Patience is always a virtue when listening to the Dead C. If one takes the time, and listens closely, one begins to find order in the chaos. While the vocals are absent from this record, it is still song oriented, if more abstractly so. It does not totally forgo structure or form like the turn of the century Dead C was exploring. It still has hums and hisses, but they seem to have more intent and not just chance behind them. There is space on this record, along with the rock-ist rawk.
“Empire,” the first jam, is sprawling and barely controlled, like the parking lot of an abandoned mid-west box store or the last stages of the British or Roman Empire. “Empire” is about as straight ahead rock as the Dead C get. The chugging guitars would not be misplaced in a Crazy Horse end-of-the-song train wreck. Robert Yeats’ drumming is solid, structured and tight. The driving guitar sits well with the atonal squawk. Like all empires, it seems to chug along sustainably, until you notice bits of thread beginning to fall off in strands from the composition, like retirement funds in the dying days of American capitalist empire in the 21st century. By the time you notice the shift to atonality, the form is already slowly collapsing, sliding slowly into the sea like the poorly built McMansion beach house in an earthquake zone.
“Federation” comes in with cymbal clangs and reverberated-out space drone. It is over as soon as it finds its own expanse. “Shaft” features some cracked broken beats that could have easily come from the latest dance hit Gate record. The drum loop on this track, though, is thrashy and blown out, while the beats on the Gate record were warm, round and cushy. The drum loop dies out and form terminates.

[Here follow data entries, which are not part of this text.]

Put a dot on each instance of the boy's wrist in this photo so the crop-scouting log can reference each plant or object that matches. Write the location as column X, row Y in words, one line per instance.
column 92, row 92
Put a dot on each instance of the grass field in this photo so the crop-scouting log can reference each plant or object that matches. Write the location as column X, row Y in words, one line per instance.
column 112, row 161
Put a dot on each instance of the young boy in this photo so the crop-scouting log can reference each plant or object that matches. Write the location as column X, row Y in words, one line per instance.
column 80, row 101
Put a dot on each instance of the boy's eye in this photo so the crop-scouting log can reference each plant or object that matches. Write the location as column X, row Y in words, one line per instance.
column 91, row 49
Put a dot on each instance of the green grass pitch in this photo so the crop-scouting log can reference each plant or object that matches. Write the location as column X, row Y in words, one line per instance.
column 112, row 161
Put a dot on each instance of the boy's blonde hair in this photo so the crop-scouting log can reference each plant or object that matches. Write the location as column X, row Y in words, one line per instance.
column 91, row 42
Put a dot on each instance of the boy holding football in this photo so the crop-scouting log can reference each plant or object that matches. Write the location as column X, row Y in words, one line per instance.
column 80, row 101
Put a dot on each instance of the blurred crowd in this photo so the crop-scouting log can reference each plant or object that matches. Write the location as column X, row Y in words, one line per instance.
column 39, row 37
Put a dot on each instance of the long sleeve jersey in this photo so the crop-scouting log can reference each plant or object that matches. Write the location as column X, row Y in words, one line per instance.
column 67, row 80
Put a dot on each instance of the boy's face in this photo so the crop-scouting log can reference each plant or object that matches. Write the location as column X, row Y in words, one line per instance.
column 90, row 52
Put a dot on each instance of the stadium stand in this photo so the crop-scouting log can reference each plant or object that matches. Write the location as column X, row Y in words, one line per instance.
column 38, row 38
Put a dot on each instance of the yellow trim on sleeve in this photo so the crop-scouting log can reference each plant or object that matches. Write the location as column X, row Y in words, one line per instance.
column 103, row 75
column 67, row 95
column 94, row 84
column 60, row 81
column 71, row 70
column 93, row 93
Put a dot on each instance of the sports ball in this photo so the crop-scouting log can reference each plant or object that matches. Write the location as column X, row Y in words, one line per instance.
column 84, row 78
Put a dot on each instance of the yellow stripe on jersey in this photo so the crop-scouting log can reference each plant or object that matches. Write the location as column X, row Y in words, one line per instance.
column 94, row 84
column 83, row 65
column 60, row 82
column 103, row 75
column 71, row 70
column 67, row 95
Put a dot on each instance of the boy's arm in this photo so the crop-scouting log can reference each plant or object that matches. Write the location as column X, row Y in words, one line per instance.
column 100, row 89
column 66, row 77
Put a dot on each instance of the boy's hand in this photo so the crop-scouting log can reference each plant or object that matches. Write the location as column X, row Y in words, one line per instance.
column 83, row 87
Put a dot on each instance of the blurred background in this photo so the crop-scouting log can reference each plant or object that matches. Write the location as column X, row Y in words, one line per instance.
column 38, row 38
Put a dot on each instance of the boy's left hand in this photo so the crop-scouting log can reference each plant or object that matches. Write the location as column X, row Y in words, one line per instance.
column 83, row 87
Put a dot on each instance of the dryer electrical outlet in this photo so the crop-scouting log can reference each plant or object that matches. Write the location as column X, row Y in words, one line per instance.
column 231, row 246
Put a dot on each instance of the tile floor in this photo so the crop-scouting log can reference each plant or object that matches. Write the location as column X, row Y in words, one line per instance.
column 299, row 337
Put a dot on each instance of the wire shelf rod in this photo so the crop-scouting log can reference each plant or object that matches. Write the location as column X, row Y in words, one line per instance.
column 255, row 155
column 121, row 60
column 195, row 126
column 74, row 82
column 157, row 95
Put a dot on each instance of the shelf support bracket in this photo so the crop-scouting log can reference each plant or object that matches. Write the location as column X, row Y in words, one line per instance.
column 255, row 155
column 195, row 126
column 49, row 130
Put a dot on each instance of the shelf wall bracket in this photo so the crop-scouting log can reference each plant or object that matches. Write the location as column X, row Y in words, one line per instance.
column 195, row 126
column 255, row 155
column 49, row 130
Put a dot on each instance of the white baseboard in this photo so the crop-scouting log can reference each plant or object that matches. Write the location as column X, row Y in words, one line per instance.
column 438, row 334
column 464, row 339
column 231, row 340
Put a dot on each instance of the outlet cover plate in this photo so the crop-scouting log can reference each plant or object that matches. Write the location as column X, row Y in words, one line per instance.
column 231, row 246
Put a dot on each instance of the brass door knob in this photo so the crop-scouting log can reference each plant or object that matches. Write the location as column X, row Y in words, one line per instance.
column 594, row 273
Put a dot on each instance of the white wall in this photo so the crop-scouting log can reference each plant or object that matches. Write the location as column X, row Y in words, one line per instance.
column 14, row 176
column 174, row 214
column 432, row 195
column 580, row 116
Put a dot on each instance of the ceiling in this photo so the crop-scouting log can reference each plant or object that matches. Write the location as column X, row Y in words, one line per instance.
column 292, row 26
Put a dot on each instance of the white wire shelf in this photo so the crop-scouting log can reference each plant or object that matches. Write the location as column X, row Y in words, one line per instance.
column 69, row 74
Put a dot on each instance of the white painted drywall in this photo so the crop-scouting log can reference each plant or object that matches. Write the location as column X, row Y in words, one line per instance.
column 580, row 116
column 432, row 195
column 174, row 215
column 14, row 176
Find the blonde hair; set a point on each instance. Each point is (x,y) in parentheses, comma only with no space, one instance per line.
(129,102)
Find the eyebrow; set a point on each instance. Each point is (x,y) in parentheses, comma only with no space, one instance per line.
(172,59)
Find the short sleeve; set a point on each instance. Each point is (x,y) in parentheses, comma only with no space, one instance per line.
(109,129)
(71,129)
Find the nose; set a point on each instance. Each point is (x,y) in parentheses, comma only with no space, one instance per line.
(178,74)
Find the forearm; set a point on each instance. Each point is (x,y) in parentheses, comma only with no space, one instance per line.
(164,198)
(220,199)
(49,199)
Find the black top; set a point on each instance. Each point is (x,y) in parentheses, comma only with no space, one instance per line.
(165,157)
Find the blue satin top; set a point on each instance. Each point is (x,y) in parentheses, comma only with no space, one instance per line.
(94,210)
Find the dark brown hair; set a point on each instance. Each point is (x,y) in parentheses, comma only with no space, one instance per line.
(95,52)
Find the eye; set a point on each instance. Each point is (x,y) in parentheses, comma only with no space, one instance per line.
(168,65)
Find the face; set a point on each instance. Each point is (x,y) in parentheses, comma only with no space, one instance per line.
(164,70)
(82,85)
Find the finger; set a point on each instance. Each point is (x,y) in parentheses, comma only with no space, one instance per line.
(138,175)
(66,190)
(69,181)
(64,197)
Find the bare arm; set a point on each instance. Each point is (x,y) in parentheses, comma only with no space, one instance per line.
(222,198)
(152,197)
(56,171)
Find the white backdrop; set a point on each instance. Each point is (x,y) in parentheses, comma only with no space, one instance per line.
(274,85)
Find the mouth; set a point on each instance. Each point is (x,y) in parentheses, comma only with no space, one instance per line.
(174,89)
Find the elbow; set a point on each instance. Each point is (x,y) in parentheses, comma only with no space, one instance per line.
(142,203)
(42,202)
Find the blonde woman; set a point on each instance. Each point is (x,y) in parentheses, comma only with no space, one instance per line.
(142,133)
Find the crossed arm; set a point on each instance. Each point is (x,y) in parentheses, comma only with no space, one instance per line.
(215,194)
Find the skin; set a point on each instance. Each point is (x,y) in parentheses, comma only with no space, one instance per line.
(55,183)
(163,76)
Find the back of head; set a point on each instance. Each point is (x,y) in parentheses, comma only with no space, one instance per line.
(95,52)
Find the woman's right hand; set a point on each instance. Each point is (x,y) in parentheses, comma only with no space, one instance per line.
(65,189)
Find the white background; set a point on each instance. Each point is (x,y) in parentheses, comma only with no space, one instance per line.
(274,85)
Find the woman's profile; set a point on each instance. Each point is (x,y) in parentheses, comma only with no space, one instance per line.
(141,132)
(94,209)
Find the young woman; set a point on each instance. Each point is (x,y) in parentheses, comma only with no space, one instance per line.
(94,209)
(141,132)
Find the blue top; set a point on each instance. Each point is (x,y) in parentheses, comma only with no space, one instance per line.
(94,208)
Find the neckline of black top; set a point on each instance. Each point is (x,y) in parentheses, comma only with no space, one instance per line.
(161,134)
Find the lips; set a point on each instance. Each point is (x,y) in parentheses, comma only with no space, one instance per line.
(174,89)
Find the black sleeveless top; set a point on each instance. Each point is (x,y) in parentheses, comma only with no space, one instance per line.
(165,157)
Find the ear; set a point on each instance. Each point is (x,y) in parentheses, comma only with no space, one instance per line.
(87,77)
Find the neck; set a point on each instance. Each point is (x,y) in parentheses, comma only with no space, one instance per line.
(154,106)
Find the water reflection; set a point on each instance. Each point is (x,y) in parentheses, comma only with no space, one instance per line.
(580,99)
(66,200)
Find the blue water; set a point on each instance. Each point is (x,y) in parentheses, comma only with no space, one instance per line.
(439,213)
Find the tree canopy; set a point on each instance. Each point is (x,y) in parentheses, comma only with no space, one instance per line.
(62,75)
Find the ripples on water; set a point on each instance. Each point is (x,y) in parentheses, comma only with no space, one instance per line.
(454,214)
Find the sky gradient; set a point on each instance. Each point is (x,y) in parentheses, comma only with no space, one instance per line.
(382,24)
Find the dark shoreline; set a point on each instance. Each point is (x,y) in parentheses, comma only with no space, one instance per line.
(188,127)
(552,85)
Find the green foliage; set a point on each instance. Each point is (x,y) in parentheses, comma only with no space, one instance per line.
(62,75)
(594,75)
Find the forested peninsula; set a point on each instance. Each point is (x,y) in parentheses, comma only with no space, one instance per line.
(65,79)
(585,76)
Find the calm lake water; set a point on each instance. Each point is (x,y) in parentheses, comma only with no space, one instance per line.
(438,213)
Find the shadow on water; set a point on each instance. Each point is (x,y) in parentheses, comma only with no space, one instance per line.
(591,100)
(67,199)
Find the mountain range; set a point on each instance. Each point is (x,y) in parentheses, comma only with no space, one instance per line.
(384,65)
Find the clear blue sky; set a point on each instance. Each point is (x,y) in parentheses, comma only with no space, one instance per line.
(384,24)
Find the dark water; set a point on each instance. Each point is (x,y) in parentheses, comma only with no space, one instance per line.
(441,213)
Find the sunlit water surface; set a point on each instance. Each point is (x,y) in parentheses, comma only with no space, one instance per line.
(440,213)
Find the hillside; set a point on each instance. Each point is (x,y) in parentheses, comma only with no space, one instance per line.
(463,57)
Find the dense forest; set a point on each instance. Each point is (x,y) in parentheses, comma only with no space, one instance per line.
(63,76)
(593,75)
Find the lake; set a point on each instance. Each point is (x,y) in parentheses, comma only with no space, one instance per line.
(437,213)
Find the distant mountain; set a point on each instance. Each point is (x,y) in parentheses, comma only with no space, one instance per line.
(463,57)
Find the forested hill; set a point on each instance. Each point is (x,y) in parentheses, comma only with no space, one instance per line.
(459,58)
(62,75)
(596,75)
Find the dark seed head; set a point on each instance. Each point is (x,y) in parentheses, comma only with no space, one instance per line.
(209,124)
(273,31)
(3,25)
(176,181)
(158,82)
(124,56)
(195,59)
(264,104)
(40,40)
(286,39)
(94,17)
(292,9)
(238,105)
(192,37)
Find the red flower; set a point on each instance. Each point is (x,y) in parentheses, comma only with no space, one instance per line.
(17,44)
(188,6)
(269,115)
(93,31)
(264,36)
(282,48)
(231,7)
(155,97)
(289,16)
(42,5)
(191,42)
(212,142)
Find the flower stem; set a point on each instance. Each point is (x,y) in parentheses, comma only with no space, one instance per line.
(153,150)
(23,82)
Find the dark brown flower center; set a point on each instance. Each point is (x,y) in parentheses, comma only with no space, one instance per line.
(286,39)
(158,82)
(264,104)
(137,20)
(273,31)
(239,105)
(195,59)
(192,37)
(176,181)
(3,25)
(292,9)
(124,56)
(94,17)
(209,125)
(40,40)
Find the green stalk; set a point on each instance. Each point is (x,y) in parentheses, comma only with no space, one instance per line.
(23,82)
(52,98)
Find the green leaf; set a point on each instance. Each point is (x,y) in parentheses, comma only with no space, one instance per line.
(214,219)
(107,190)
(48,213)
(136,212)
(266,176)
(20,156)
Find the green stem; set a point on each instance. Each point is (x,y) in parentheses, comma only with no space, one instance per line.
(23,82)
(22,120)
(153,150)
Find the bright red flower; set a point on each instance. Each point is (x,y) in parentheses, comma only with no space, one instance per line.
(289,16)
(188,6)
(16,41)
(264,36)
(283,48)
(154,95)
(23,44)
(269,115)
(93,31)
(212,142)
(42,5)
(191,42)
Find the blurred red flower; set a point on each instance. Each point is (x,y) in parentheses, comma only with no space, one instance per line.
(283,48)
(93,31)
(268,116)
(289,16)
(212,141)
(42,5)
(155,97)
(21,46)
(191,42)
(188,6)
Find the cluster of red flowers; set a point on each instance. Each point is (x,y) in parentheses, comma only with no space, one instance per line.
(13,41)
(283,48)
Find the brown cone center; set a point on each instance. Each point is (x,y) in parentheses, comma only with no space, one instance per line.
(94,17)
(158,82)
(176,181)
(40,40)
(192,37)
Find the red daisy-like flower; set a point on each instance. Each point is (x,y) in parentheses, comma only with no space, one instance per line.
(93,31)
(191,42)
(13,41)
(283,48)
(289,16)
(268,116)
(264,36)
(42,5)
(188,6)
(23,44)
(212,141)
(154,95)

“South” inhabits a very Bardo Pond spiritual head space. The amp hum sounds of the early 1990s lo-fi, but I think it is deliberate rather than accidental. Space expands in this song, much like the universe is expanding. A simple rattling sub-surface loop provides the barest of tethers to solids before total evaporation. Something squeals, a mistake? It is stopped abruptly. The other guitar slowly strums, while the second guitar goes into an epileptic fit before coming to a very quick haunting halt.